Per recent decisions by the United States Supreme Court, arbitrators may have been given more leeway in employment contract determinations under the Federal Arbitration Act (FAA). This provision required workers and consumers alike to abide by contracts that required arbitration to decide a dispute.

In Nitro-Lift Technologies, LLC vs. Howard, the court allows for mandatory arbitration provisions to be inserted in most employer/employee contracts, and it purportedly limits the ability of states like Connecticut to pass laws that would dictate how arbitrators should rule. The decision may allegedly also limit the ability of groups of employees to band together to file a class action against an employer when an arbitration provision in the employment contract rules.

More and more employment litigation matters are going to arbitrations, and it should not be assumed that only minor disputes will be arbitrated. Courts are more frequently handing off employment litigation matters to be disposed of through alternative dispute resolutions such as mediation or arbitration.

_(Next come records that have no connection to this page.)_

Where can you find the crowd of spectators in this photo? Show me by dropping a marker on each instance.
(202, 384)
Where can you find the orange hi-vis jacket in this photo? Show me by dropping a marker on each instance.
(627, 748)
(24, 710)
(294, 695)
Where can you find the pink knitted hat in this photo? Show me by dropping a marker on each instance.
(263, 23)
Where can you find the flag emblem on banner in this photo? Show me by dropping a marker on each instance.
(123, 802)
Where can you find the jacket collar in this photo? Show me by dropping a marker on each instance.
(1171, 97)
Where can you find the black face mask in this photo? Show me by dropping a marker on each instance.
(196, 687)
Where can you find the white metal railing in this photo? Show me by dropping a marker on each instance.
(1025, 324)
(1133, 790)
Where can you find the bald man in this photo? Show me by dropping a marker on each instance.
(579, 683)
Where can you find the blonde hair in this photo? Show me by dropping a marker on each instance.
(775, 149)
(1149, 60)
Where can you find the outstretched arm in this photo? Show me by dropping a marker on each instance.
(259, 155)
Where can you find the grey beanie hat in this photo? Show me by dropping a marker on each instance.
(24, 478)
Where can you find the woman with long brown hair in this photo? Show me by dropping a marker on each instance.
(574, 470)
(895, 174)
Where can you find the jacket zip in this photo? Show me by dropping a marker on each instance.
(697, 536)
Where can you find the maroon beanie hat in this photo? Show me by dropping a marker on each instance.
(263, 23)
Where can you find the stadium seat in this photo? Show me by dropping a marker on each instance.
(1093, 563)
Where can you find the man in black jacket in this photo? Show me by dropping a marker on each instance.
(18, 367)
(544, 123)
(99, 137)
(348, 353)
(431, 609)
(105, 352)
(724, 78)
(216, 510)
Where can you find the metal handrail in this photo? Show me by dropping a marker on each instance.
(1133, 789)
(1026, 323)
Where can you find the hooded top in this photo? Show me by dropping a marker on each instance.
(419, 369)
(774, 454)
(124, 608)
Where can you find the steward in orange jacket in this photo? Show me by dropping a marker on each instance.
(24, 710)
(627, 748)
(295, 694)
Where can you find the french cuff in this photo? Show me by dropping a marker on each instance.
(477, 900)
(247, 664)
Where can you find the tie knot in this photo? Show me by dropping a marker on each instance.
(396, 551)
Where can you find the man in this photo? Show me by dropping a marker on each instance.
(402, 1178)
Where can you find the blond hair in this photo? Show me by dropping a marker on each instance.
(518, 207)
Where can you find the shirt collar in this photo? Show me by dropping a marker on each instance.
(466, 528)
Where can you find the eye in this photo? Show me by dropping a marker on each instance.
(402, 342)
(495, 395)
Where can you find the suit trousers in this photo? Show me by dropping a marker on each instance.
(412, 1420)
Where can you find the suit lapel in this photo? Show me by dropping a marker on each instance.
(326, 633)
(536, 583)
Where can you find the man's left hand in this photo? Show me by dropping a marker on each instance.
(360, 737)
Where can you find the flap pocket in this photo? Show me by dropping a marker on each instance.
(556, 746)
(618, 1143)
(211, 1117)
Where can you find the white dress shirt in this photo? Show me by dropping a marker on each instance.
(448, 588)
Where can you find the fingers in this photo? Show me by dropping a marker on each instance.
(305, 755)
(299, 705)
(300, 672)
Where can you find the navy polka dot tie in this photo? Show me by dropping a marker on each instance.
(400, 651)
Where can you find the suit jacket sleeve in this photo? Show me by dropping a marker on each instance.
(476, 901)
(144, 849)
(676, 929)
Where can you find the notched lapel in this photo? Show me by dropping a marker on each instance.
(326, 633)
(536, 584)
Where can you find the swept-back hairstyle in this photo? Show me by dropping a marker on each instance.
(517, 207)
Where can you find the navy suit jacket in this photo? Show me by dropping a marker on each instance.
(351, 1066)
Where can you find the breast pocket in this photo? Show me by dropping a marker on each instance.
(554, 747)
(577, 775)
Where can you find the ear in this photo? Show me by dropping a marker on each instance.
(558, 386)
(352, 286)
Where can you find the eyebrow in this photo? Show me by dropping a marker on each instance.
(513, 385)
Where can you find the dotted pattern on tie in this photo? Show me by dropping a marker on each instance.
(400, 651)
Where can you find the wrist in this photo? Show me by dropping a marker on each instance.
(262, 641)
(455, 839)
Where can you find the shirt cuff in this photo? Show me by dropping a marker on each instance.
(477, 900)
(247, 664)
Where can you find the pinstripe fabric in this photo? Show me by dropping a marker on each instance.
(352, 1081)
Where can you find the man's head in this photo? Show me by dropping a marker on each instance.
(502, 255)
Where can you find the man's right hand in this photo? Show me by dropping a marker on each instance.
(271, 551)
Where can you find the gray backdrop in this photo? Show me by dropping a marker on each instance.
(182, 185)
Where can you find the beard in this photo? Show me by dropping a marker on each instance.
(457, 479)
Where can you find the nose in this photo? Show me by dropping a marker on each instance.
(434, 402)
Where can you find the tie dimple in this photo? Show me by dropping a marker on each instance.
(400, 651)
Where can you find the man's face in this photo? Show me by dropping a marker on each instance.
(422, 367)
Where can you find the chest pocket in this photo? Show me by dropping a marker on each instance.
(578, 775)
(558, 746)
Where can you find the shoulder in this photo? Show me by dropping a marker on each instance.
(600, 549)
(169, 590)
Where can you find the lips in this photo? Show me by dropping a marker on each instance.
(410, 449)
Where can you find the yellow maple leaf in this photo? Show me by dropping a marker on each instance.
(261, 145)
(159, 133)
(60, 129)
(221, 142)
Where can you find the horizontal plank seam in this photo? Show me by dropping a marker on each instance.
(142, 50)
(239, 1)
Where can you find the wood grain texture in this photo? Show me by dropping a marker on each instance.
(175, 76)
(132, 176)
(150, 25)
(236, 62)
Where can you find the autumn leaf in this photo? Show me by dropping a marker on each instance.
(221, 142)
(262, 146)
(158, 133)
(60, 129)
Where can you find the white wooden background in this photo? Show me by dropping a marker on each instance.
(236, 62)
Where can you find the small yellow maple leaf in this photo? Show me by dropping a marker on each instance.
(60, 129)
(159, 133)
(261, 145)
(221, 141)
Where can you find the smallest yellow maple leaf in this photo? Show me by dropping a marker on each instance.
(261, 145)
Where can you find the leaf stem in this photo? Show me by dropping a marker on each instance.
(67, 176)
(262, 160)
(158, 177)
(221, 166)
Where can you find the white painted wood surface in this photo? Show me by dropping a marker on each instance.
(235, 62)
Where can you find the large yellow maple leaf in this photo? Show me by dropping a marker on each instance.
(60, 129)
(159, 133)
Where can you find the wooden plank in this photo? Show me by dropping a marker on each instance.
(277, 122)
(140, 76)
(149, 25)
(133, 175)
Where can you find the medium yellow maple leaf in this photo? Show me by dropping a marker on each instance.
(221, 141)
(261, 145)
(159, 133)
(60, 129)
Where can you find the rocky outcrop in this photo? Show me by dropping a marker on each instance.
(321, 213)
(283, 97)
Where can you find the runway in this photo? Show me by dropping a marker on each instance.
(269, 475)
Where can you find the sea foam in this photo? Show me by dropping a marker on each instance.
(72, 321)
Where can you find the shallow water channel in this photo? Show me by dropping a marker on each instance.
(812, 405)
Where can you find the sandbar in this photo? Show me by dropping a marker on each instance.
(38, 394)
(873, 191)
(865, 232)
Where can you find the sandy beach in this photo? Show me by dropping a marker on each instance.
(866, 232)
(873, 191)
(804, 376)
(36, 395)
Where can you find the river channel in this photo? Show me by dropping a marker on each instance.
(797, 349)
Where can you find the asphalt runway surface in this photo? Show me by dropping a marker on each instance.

But while many employment matters may be disposed of through arbitration, it would also be a mistake to assume that these sorts of matters have become any less complex for corporations to deal with. Any sort of dispute can become a major headache for a business to have to resolve. Nothing should be taken for granted as almost every employment dispute needs to be handled carefully.

For this reason, attorneys require much earlier involvement in such disputes before these matters get out of hand. It also means that attorney attention may be needed in the wording of arbitration clauses that are contained in employment contracts.